An intuitive belief in some sort of presiding Agent seems to be an extremely common, albeit hardly universal, feature of human nature; this intuition has intersected, historically, with an enormous amount of subjective religious experience; and this intersection (along with, yes, the force of custom and tradition) has produced and sustained the religious traditions that seem to Richard Dawkins and company like so much teapot-worship.

The story of our civilization, in particular, is a story in which an extremely large circle of non-insane human beings have perceived themselves to be experiencing an interaction with a being who seems recognizable as the Judeo-Christian God (here I do feel comfortable using the term), rather than merely being taught about Him in Sunday School.

… it is one thing to disbelieve in God; it is quite another to never feel a twinge of doubt about one’s own disbelief. And just as the Christian who has never entertained doubts about his faith probably hasn’t thought hard enough about the matter, the atheist who perceives the Christian God and the flying spaghetti monster as equally ridiculous hypotheses really needs to get out more often.

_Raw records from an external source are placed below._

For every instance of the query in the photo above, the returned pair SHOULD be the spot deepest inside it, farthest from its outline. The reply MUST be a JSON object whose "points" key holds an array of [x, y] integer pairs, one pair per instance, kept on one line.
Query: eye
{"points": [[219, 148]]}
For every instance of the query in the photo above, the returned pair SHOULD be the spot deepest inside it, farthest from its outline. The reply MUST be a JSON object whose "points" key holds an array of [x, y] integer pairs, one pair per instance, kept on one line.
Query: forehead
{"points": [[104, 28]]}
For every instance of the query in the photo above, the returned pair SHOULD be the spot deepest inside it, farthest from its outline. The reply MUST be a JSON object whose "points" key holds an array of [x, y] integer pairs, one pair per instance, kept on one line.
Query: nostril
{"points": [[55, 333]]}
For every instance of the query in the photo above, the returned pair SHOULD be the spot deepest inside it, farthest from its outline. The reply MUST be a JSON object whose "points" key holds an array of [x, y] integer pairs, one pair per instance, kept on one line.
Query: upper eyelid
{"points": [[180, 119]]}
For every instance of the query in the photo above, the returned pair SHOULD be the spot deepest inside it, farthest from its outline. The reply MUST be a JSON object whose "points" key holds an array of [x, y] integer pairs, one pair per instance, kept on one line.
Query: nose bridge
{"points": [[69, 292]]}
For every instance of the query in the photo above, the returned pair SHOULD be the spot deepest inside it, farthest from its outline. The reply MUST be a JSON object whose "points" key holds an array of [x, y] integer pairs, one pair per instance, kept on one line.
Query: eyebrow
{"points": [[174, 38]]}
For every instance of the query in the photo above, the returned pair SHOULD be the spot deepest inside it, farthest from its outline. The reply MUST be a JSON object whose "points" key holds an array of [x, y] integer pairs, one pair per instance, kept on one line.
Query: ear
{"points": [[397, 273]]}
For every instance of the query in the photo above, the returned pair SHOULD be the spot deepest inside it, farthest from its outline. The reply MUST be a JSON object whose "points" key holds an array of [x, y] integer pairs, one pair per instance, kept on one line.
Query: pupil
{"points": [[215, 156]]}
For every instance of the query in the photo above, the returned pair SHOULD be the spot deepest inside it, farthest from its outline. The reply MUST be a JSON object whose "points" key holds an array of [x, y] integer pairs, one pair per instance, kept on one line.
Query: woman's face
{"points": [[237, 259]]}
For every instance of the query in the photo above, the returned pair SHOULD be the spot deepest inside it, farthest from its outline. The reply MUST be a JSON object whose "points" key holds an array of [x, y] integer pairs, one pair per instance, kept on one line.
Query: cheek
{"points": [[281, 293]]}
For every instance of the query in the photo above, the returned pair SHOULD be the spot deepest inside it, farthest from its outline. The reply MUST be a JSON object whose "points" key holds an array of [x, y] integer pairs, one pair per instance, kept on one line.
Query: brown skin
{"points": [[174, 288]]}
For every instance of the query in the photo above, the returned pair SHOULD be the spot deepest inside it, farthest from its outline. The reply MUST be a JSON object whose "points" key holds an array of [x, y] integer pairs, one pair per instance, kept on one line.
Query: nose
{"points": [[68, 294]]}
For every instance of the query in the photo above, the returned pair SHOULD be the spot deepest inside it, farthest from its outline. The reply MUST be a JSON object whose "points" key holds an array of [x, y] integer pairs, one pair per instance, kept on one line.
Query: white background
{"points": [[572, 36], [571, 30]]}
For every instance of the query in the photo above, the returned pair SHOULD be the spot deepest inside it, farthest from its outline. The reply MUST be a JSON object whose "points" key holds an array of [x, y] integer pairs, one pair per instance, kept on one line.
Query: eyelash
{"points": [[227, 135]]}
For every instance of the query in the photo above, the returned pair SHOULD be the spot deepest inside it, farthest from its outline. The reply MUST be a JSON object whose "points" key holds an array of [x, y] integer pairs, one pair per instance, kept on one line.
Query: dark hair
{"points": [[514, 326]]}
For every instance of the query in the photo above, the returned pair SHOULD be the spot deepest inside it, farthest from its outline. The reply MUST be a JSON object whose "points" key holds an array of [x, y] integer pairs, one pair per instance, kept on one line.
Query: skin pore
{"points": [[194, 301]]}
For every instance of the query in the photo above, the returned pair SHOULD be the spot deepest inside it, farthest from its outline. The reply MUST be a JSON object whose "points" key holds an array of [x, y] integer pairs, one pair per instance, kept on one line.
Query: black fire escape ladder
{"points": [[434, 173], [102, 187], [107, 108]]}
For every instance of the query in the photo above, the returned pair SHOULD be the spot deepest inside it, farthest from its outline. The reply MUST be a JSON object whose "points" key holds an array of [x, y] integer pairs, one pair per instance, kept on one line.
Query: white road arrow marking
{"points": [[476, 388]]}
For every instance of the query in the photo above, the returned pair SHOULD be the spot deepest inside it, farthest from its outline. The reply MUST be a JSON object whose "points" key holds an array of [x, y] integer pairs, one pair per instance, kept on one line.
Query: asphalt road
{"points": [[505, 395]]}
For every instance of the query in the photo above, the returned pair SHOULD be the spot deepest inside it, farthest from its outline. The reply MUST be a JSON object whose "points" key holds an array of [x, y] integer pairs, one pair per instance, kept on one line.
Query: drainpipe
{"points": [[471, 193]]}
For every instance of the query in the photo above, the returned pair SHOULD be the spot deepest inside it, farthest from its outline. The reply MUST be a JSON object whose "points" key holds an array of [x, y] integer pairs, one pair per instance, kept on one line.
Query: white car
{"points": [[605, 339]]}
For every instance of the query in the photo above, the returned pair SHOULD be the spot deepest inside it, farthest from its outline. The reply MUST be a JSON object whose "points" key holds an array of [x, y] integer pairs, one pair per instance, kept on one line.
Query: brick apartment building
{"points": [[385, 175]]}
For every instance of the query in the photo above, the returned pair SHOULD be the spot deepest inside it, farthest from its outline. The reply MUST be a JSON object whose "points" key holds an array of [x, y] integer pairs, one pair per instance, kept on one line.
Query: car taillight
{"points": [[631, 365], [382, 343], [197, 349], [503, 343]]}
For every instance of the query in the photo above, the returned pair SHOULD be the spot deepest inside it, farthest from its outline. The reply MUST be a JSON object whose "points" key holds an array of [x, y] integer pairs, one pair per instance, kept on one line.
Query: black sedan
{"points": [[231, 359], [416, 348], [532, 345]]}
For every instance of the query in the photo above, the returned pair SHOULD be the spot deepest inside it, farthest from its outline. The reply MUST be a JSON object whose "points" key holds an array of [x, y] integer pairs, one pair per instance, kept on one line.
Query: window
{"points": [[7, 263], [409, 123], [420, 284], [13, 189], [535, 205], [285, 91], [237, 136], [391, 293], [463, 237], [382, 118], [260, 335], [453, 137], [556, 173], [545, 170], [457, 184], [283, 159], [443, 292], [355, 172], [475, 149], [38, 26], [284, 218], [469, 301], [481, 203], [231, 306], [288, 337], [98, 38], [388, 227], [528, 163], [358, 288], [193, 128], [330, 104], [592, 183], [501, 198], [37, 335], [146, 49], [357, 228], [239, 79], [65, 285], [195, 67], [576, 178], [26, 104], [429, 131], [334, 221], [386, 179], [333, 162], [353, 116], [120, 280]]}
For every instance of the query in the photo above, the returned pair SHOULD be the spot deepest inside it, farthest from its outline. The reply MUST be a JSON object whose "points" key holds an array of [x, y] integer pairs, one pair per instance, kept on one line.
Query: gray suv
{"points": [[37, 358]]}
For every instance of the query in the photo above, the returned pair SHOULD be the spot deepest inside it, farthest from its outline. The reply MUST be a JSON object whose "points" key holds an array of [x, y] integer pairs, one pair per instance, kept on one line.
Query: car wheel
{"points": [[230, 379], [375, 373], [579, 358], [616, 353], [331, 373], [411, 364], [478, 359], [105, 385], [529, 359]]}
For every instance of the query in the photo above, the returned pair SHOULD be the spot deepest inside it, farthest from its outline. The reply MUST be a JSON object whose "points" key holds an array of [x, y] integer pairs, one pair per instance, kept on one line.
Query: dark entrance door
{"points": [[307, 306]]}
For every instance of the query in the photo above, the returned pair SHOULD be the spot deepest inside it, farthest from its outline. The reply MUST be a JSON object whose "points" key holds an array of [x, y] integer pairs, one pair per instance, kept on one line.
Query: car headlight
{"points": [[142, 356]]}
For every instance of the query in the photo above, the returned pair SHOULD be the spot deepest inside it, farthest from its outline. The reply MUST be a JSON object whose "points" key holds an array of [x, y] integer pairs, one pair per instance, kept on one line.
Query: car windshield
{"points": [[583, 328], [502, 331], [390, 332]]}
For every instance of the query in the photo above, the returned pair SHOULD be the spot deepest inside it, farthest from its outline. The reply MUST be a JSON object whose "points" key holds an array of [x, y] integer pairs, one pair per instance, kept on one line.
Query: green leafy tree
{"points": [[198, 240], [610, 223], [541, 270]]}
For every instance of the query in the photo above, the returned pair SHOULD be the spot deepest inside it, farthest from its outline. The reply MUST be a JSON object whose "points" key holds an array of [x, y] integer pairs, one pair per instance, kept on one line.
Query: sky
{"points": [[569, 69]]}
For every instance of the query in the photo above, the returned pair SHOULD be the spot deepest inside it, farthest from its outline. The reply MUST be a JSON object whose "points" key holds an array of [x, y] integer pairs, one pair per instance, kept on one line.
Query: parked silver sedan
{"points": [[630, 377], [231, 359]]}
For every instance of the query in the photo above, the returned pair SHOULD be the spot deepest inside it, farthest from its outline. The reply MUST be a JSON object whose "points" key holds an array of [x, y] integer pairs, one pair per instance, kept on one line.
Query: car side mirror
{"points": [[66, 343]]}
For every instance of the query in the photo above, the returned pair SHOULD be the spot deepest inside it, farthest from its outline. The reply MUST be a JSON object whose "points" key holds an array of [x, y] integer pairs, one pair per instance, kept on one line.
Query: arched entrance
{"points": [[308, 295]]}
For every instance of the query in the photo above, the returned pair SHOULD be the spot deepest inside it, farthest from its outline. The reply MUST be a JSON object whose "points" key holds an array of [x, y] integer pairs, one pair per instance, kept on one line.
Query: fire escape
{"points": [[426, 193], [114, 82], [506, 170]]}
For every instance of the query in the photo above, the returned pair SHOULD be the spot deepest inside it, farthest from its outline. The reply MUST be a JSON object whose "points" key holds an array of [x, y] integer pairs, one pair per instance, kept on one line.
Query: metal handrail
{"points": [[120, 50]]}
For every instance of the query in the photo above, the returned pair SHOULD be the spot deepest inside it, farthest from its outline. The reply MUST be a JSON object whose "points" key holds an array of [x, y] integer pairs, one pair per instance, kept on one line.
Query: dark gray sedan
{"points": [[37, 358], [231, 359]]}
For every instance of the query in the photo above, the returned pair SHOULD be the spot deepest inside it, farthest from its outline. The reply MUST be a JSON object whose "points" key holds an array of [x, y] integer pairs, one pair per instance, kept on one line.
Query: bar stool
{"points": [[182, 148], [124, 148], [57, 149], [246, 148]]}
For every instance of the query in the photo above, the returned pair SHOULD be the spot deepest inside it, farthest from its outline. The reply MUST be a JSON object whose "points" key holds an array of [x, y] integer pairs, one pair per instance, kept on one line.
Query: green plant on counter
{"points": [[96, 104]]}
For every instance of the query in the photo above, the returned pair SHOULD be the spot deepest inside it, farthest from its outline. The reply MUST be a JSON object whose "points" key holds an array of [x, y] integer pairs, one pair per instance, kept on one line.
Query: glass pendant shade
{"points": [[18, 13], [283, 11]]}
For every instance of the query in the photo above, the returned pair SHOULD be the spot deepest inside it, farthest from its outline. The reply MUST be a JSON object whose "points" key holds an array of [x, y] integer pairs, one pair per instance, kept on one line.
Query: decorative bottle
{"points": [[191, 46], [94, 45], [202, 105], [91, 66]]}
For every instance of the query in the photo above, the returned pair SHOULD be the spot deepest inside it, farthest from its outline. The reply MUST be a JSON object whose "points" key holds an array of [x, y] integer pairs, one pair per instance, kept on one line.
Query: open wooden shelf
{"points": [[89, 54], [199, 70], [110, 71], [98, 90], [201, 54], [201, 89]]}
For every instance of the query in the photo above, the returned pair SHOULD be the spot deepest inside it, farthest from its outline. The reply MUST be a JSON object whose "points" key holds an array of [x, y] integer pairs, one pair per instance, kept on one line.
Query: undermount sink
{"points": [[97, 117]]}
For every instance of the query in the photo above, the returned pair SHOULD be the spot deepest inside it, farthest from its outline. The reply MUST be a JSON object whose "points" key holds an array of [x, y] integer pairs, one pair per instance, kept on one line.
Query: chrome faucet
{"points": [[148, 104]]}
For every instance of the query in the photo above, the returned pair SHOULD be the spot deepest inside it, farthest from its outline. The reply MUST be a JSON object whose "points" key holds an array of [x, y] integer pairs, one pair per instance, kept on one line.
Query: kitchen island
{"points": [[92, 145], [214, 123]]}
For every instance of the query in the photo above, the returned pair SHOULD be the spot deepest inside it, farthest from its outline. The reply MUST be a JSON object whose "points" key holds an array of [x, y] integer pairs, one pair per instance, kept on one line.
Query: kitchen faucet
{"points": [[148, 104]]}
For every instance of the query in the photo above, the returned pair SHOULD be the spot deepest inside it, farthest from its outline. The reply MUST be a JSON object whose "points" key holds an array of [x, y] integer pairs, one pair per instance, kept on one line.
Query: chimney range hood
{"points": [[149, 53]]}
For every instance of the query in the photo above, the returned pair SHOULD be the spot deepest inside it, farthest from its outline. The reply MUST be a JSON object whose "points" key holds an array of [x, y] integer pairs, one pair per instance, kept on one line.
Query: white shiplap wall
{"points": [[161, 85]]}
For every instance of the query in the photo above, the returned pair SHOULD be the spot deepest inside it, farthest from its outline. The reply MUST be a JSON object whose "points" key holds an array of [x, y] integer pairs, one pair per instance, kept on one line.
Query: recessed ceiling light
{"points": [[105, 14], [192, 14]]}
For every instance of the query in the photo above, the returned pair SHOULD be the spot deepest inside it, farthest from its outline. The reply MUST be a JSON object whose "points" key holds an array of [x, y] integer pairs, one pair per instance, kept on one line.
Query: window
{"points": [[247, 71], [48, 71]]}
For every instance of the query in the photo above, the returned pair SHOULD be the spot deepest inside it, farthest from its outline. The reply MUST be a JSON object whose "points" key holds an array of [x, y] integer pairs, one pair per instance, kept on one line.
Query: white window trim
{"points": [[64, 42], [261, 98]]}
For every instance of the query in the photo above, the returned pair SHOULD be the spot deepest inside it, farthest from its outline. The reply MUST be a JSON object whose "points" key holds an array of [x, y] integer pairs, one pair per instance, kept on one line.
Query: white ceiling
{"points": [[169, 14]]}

Basically what Douthat is saying here is, lots of other people have believed this, so that makes it more likely.  This is obviously an egregious logical fallacy, and it does nothing to address the problem of burden of proof put forth by Russell’s analogy.  Human beings have at one point or another believed in all sorts of demonstrably silly things, including: that the world is flat; that the souls of long-dead aliens influence our actions; and that people of a different skin color are a different species entirely.  But the fact that humans have believed these things does not change the fact that there is absolutely no shred of evidence whatsoever to support them, and an overwhelming amount of evidence that proves the opposite.  So it is with a Christian God.

It is one thing to acknowledge that religion has had a incalculable impact on what we will, for the moment, call civilization.  It is another to look at that widespread belief and wonder what it says about human beings, about the way that our mind works and the way our culture shapes our ideas.  But to look at this widespread belief and say, well, maybe they were on to something is to ignore the fact that human beings have historically been wrong about almost everything.